But our daring author also visited museums and wildlife rehabilitation centers to see how rescued animals were cared for, or how scientists study those who were not so lucky. And she even did some study on her own - including getting covered in scent from a skunk. She also contacted individuals who donate roadkill to food banks and use it to help feed the hungry. And she visited with an artist who creates taxidermy pieces with some of the unfortunate animals.
What a weird and wonderfully informative book about a topic that is sure to lure in reluctant readers with its potential gross factor, but can also appeal to those interested in STEM topics in general. Back matter includes a list of books, videos, and Internet sites to find more information; suggestions on science projects to try; and an annotated bibliography.

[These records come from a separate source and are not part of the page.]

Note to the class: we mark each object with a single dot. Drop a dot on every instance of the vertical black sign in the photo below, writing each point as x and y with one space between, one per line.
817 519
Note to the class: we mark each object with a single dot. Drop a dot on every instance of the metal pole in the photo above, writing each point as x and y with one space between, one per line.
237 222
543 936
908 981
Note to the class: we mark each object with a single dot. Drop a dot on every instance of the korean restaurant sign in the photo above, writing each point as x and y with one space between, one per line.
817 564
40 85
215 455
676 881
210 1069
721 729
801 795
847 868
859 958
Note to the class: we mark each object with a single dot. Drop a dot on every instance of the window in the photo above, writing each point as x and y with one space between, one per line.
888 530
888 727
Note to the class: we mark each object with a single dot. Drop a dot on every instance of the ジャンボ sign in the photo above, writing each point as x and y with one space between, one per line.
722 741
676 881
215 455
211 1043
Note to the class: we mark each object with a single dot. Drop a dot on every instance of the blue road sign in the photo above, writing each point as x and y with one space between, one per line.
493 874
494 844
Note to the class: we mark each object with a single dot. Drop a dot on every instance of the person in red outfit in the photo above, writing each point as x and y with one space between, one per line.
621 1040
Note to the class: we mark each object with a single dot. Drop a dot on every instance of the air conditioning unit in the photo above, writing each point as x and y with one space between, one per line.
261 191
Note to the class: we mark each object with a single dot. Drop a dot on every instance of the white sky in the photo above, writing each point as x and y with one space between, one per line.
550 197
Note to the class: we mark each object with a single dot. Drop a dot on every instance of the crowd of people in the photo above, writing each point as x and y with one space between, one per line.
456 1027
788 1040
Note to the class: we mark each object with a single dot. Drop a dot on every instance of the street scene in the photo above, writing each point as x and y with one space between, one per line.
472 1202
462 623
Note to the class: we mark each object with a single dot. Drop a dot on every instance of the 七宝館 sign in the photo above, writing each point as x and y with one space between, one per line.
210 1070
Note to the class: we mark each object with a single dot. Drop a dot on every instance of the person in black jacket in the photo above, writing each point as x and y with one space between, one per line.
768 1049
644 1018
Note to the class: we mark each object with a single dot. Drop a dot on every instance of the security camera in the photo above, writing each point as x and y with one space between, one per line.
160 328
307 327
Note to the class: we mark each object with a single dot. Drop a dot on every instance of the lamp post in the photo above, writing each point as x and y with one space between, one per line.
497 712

Highly recommended for middle grade readers and up.
Though there's plenty of technical information, Montgomery's voice is so engaging that she takes even the most complicated issues (not to mention gross!) and makes it accessible for the middle grade reader. The non-fiction text is liberally sprinkled with the kinds of fascinating facts that kids LOVE, along with relatable scientific know-how and creative solutions to a problem that most of us don't give a second thought. As for me, I'll never pass a dead deer on the road--and there are quite a few in my highly residential area in Georgia--without thinking about what I can do. And I feel like that's exactly what Heather Montgomery wants every reader to do, child or adult. Well done!